Israele alza la guardia in Libano: il capo di stato maggiore promette un'intensificazione delle operazioni contro Hezbollah.

Il capo di stato maggiore dell'esercito israeliano, parlando dal Libano meridionale, ha dichiarato che le operazioni militari contro Hezbollah saranno intensificate a fronte delle crescenti tensioni al confine settentrionale di Israele. Questa dichiarazione segna una nuova fase nell'escalation militare legata al conflitto regionale.

Secondo quanto riportato da diverse fonti attendibili, il generale Eyal Zamir ha indicato che le forze israeliane si stavano preparando ad "intensificare" le operazioni di terra e gli attacchi contro il movimento sciita libanese.

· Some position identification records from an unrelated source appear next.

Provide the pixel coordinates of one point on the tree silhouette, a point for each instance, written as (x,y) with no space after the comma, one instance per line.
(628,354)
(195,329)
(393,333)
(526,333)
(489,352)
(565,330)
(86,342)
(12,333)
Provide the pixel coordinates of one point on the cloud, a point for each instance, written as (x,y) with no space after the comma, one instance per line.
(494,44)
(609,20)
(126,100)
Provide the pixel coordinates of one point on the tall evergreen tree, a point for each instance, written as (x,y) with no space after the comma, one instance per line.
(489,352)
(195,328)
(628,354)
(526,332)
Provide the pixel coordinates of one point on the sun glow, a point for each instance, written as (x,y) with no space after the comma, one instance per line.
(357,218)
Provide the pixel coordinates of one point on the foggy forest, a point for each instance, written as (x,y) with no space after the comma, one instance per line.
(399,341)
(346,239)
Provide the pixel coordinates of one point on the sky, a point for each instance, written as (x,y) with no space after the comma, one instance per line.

Ha inoltre avvertito che questa campagna sarebbe stata prolungata, descrivendola come un'operazione "a lungo termine" volta a neutralizzare la minaccia al confine.

Il capo militare ha sottolineato l'obiettivo strategico di Israele: allontanare definitivamente le capacità di Hezbollah dal proprio territorio al fine di garantire la sicurezza della popolazione nel nord del Paese. Ha inoltre ribadito che la lotta contro il gruppo sostenuto dall'Iran "è solo all'inizio", lasciando intendere una significativa intensificazione delle operazioni nelle prossime settimane.

Queste dichiarazioni giungono in un momento in cui gli scontri tra Israele e Hezbollah si sono intensificati dall'inizio della guerra regionale, scoppiata alla fine di febbraio. Il Libano costituisce ora un secondo fronte importante per Israele, oltre al conflitto più ampio che coinvolge l'Iran e i suoi alleati.

In questo contesto, diversi raid israeliani hanno già preso di mira infrastrutture e presunte postazioni di Hezbollah nel Libano meridionale, provocando forti reazioni da parte delle autorità libanesi. Queste denunciano una pericolosa escalation e una violazione della loro sovranità, con alcuni funzionari che hanno persino paventato la possibilità di un'offensiva di terra su più ampia scala.

Di fronte a questo aumento delle tensioni, diversi paesi occidentali hanno chiesto di evitare un'estensione del conflitto al Libano, temendo gravi conseguenze umanitarie e una conflagrazione regionale ancora più ampia.